Customizing the density estimator¶
sbi
allows to specify a custom density estimator for each of the implemented methods. For all options, check the API reference here.
Changing the type of density estimator¶
One option is using one of the preconfigured density estimators by passing a string in the density_estimator
keyword argument to the inference object (NPE
or NLE
), e.g., “maf” for a Masked Autoregressive Flow, of “nsf” for a Neural Spline Flow with default hyperparameters.
import torch
from sbi.inference import NPE, NRE
from sbi.utils import BoxUniform
prior = BoxUniform(torch.zeros(2), torch.ones(2))
inference = NPE(prior=prior, density_estimator="maf")
In the case of NRE
, the argument is called classifier
:
inference = NRE(prior=prior, classifier="resnet")
Changing hyperparameters of density estimators¶
Alternatively, you can use a set of utils functions to configure a density estimator yourself, e.g., use a MAF with hyperparameters chosen for your problem at hand.

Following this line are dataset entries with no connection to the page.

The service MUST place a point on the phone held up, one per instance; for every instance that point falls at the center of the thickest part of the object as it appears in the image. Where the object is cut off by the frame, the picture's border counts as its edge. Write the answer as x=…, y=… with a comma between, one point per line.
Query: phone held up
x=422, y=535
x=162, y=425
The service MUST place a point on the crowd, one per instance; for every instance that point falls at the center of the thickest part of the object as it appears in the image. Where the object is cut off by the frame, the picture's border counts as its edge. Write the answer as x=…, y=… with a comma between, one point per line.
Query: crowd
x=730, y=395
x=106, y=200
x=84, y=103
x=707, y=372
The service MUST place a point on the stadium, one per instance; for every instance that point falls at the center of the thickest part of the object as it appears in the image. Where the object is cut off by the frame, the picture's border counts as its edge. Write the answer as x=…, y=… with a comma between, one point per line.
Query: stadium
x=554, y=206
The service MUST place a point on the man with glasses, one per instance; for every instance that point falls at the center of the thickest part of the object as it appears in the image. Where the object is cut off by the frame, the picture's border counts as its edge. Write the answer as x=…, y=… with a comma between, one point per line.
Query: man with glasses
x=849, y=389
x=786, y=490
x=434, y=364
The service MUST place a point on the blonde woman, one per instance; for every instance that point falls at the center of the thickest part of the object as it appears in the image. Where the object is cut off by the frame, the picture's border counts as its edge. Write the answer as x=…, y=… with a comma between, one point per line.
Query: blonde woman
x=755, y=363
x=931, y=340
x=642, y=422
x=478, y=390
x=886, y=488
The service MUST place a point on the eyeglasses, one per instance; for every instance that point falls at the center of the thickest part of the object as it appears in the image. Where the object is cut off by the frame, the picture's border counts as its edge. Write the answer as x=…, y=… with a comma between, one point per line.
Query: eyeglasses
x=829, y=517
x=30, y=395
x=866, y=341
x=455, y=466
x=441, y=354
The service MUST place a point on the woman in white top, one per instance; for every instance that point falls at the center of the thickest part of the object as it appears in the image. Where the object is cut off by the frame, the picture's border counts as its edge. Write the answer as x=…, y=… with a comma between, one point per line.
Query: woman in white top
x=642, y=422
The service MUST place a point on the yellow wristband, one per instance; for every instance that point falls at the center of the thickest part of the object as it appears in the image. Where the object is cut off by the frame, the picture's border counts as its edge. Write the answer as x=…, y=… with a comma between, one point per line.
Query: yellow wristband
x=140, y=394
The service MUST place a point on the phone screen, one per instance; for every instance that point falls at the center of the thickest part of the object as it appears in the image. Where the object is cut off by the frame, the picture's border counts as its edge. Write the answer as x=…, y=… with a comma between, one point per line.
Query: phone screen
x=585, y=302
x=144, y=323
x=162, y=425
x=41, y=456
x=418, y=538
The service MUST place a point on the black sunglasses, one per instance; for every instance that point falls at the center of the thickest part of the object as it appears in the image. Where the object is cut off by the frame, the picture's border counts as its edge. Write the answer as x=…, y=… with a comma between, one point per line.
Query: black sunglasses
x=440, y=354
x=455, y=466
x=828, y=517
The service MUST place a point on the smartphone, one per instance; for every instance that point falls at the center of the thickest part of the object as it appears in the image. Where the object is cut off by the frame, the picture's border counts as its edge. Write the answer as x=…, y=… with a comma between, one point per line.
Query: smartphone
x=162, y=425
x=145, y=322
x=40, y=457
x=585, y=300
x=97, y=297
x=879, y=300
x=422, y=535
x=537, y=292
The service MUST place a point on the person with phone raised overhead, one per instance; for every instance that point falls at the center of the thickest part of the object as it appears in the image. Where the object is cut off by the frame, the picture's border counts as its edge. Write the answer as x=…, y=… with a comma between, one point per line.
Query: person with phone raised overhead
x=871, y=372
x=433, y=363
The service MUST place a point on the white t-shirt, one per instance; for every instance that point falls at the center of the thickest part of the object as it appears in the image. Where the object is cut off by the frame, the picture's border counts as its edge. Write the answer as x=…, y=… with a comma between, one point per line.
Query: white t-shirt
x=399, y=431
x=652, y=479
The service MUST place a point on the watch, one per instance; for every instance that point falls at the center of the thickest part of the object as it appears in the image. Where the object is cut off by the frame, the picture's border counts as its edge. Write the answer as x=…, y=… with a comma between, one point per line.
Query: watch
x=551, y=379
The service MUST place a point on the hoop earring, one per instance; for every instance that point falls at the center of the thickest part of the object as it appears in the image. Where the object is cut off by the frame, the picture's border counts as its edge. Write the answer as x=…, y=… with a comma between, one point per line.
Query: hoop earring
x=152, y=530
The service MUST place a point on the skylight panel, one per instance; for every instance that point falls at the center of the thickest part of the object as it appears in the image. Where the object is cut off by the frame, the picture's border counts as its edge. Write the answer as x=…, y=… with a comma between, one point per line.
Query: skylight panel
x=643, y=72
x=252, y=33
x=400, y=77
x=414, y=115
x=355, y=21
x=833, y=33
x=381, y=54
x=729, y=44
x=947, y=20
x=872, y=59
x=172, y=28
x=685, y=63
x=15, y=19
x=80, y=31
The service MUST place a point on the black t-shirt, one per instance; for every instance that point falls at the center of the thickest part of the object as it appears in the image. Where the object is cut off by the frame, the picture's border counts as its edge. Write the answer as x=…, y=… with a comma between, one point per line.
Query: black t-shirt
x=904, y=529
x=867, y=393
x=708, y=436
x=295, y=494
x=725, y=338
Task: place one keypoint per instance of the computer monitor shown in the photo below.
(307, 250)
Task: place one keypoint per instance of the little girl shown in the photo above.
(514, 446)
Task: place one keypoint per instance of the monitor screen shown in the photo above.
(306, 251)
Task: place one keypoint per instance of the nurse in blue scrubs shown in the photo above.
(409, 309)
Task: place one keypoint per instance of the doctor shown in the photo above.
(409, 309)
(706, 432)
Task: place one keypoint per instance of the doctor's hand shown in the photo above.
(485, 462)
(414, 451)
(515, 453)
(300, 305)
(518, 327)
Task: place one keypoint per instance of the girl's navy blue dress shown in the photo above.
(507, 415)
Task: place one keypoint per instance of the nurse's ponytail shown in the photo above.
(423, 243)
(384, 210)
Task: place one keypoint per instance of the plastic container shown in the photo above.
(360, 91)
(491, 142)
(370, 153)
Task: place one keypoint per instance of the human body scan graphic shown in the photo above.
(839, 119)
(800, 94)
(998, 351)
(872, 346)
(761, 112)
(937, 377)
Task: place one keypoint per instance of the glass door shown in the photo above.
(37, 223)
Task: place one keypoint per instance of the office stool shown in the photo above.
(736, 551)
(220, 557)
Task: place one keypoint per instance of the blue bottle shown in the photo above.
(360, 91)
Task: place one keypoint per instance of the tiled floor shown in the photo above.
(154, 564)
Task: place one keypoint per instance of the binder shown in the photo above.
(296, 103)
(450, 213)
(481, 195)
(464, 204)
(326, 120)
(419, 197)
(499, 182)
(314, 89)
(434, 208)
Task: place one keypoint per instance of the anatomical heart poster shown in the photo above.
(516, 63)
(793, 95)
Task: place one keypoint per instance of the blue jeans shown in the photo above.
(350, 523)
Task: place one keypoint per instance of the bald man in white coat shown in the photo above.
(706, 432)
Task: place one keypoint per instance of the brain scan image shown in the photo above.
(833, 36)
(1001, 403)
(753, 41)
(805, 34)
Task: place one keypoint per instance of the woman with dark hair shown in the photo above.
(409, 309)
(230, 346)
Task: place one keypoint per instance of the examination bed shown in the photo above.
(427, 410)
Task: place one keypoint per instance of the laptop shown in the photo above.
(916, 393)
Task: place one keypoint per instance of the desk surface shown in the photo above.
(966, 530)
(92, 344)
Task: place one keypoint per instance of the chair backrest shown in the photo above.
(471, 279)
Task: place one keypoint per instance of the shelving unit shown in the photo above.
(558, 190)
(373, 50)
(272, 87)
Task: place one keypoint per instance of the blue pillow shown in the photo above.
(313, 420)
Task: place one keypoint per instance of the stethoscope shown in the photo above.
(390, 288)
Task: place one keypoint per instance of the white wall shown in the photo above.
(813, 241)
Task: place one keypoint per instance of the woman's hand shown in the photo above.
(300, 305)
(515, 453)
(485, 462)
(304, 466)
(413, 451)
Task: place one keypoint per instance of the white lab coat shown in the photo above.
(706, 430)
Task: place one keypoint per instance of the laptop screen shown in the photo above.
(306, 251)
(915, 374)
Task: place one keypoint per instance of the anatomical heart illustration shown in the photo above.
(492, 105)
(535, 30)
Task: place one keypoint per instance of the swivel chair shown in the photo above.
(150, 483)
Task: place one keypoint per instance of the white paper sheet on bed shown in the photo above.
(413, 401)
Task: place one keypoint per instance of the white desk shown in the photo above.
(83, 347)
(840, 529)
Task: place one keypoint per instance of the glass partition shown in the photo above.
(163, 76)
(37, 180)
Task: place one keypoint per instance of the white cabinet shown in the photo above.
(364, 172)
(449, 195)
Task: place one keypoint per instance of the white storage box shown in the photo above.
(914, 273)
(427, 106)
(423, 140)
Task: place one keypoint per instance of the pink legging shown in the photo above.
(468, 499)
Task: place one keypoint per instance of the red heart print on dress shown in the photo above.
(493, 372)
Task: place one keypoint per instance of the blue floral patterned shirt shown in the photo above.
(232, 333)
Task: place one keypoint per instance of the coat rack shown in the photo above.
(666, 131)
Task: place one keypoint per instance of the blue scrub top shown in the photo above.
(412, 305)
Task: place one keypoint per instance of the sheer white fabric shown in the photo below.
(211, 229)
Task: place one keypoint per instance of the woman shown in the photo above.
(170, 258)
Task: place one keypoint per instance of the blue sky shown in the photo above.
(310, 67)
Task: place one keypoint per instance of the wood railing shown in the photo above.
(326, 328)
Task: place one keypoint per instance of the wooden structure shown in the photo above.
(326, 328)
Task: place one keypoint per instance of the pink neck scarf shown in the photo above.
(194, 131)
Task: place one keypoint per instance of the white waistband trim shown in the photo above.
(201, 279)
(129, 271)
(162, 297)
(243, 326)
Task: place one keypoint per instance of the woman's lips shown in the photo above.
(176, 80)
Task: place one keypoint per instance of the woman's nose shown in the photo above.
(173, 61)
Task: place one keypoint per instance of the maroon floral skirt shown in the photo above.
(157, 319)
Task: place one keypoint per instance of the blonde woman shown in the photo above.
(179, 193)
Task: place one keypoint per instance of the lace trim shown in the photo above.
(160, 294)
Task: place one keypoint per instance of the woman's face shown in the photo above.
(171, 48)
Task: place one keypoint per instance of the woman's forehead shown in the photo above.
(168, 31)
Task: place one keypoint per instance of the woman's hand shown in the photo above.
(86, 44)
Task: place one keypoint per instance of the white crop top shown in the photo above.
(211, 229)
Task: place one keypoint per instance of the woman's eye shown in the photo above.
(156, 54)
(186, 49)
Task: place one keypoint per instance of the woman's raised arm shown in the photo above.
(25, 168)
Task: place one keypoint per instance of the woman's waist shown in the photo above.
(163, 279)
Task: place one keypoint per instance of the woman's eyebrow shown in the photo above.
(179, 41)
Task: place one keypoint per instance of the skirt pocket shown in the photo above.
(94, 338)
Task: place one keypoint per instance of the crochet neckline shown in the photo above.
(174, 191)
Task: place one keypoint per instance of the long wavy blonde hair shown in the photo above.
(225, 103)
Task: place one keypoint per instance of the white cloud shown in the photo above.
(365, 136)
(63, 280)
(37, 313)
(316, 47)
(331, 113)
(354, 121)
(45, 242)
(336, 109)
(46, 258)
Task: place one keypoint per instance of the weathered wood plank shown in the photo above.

Here, because we want to use N*P*E, we specifiy a neural network targeting the posterior (using the utils function posterior_nn
). In this example, we will create a neural spline flow ('nsf'
) with 60
hidden units and 3
transform layers:
# For SNLE: likelihood_nn(). For SNRE: classifier_nn()
from sbi.neural_nets import posterior_nn
density_estimator_build_fun = posterior_nn(
model="nsf", hidden_features=60, num_transforms=3
)
inference = NPE(prior=prior, density_estimator=density_estimator_build_fun)
It is also possible to pass an embedding_net
to posterior_nn()
to automatically
learn summary statistics from high-dimensional simulation outputs. You can find a more
detailed tutorial on this in 04_embedding_networks.
Building new density estimators from scratch¶
Finally, it is also possible to implement your own density estimator from scratch, e.g., including embedding nets to preprocess data, or to a density estimator architecture of your choice.
For this, the density_estimator
argument needs to be a function that takes theta
and x
batches as arguments to then construct the density estimator after the first set of simulations was generated. Our factory functions in sbi/neural_nets/factory.py
return such a function.
The returned density_estimator
object needs to be a subclass of DensityEstimator
, which requires to implement three methods:
log_prob(input, condition, **kwargs)
: Return the log probabilities of the inputs given a condition or multiple i.e. batched conditions.loss(input, condition, **kwargs)
: Return the loss for training the density estimator.sample(sample_shape, condition, **kwargs)
: Return samples from the density estimator.
See more information on the Reference API page.